Comme expliqué par Pascalformac, une tite recherche t'aurais apporté toutes les réponses necessaires 


Dans le doute, 
J'ai quand même refait un test depuis la MAJ X.4.6, et rien de neuf, quand tu envois un courrier depuis mail.app, à un utilisateurs windows utilisant soit une vieille version d'outlook express soit un webmail....
n'oublies pas message>encodage texte>Windows latin 1 et envoie ton mel comme d'hab

J'ai testé avec mail .app vers un pc utilisant un webmail (voila.fr) et ben c'est passer tranquille avec la methode ci dessus sans caracteres chinois e avec PJ incluses ( si tu n'utilises pas cette methode , il y a des chances pour que ton mail soit buggé)

@+


----------



## nico 1260 (8 Avril 2006)

Merci pour vos réponses!

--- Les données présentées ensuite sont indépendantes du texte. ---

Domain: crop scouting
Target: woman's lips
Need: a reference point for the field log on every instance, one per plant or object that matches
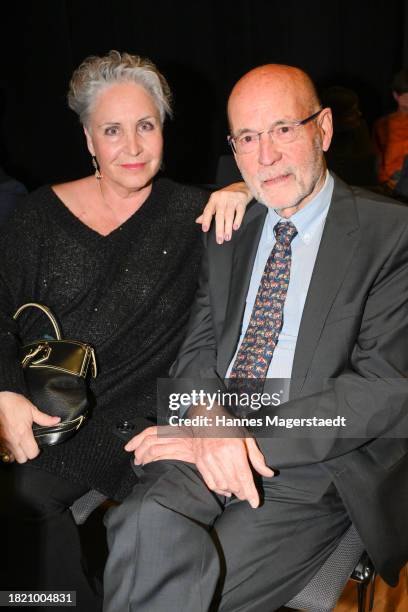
(133, 166)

Mais je me suis alors mal exprimé!!!

*C'est dans l'app. Mail sur mon poste que les mails et les boîtes aux lettres se retrouvent affichés en caractères asiatiques, je n'ai pas de problèmes avec les mails envoyés. En Bref le corps des messages et certaines signatures...*

Et j'ai passé près de deux heures à chercher la réponse sur apple.com et divers forums ainsi qu'auprès d'amis utilisateurs... 
Pour résumer, j'ai essayé les préférences de mail, l'encodage du texte, les préférences système...sans succès

J'ai donc toujours besoin d'un bon conseil...


----------



## pascalformac (8 Avril 2006)

reprenons

En haut tu dis


> Contenu des messages reçus par mes collèques (Windows) partiellement ou complètement en caractère asiatique!

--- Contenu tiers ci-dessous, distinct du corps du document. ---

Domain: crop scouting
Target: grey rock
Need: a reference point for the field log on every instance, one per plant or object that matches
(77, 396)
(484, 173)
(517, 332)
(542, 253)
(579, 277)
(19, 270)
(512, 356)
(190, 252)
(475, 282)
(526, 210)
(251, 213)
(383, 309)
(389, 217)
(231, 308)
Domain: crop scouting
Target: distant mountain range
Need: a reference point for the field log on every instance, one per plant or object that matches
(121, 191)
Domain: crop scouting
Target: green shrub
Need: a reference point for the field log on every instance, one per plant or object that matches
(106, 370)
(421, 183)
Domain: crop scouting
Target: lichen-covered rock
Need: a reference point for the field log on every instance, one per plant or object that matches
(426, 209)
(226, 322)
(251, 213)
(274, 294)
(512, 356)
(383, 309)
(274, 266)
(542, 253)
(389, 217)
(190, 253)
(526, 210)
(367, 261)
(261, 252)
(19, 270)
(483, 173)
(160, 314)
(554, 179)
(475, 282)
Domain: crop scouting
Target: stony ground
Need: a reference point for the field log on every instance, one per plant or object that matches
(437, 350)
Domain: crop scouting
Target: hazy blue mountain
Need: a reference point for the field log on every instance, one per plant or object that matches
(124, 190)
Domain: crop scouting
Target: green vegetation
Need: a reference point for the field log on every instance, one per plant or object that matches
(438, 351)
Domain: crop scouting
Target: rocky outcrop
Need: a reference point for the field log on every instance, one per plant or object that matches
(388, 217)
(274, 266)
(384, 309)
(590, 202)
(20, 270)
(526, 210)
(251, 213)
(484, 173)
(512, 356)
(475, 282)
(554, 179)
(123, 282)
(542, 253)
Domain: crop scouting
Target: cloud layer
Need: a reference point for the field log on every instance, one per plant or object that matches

puis maintenant la précision


> C'est dans l'app. Mail sur mon poste que les mails et les boîtes aux lettres se retrouvent affichés en caractères asiatiques,


puis ca


> je n'ai pas de problèmes avec les mails envoyés



On prend le tout , on mélange 
et ...
Le problème est donc si je comprends bien des mails recus *DE* tes collègues 
et pas "recus PAR"  tes collègues
C'est totalement différent!

Ca vient de LEURS mails 
(windows)
ou de la gestion du codage windows par 1046

je dirai que c'est leur codage qui foire , pas le tien


----------



## nico 1260 (8 Avril 2006)

Ce problème n'était jamais arrivé avant, ça s'est produit seulement depuis la dernière màj 10.4.6.

ça ne vient donc pas de mes collègues à ma connaissance...

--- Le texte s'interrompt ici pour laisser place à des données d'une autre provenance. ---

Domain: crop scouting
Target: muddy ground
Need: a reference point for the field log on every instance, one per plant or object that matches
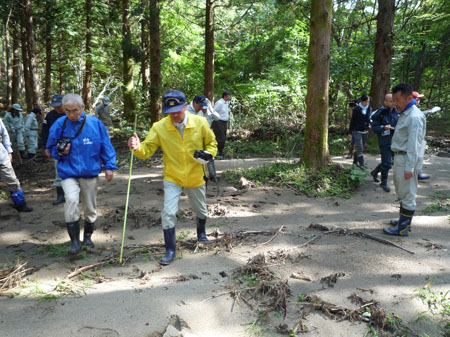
(208, 290)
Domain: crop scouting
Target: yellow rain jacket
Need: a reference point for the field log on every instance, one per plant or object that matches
(180, 167)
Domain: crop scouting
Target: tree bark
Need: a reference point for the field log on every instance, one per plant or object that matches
(315, 149)
(25, 65)
(15, 66)
(87, 82)
(34, 75)
(128, 85)
(48, 49)
(61, 71)
(8, 61)
(209, 51)
(384, 52)
(155, 63)
(145, 45)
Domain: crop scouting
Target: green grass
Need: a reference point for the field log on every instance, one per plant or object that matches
(441, 203)
(57, 250)
(333, 180)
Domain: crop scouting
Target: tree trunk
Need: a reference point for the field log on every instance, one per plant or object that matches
(384, 52)
(209, 51)
(145, 44)
(60, 71)
(315, 149)
(87, 93)
(25, 65)
(15, 66)
(128, 85)
(8, 62)
(48, 50)
(155, 63)
(34, 75)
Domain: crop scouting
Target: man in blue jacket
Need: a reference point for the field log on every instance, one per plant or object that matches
(384, 121)
(81, 145)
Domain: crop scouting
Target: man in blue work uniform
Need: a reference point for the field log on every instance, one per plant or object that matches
(81, 145)
(406, 144)
(383, 124)
(51, 118)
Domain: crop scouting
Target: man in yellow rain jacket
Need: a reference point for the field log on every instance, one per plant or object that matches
(188, 144)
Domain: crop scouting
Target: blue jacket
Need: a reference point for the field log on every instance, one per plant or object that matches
(384, 116)
(88, 151)
(5, 144)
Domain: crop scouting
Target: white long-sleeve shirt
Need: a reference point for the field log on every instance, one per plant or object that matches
(221, 106)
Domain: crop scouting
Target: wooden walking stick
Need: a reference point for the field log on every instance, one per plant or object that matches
(128, 195)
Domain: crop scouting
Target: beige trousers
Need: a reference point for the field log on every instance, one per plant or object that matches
(406, 189)
(88, 188)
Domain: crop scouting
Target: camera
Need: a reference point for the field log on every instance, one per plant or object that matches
(62, 144)
(202, 155)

Est-ce que le fait de télécharger la màj à nouveau et la réinstaller pourrait peut-être régler le problème!


----------



## pascalformac (8 Avril 2006)

Aucune idée si cette idée reglerait la question 

Mais je ne suis pas d'accord avec l'hypothese que ca vient pas de tes collègues

le codage est aussi une affaire de "traduction" -interpretation des données
Il est parfaitement plausible que Mail interprétait les données ( venant du dehors) de la maniere A 
puis après mise à jour ..de la manière B
Et ca peut parfaitement venir du manque de conformité coté envoyeur

 je parierai que les signes viennent par exemple sur  des lettres avec  accents..
chose que par exemple on voit sur des sites ...mal encodés


----------



## nico 1260 (9 Avril 2006)

Peut-être as-tu raison, je vais vérifier ceci lundi...
Mais malheureusement le problème ne survient pas seulement sur les lettres acentuées ou les caractères spéciaux, mais sur l'ensemble du texte!
Je vais essayer divers possibilités et en paralèle, je vais continuer à me renseigner... j'espère trouver une solution asap


----------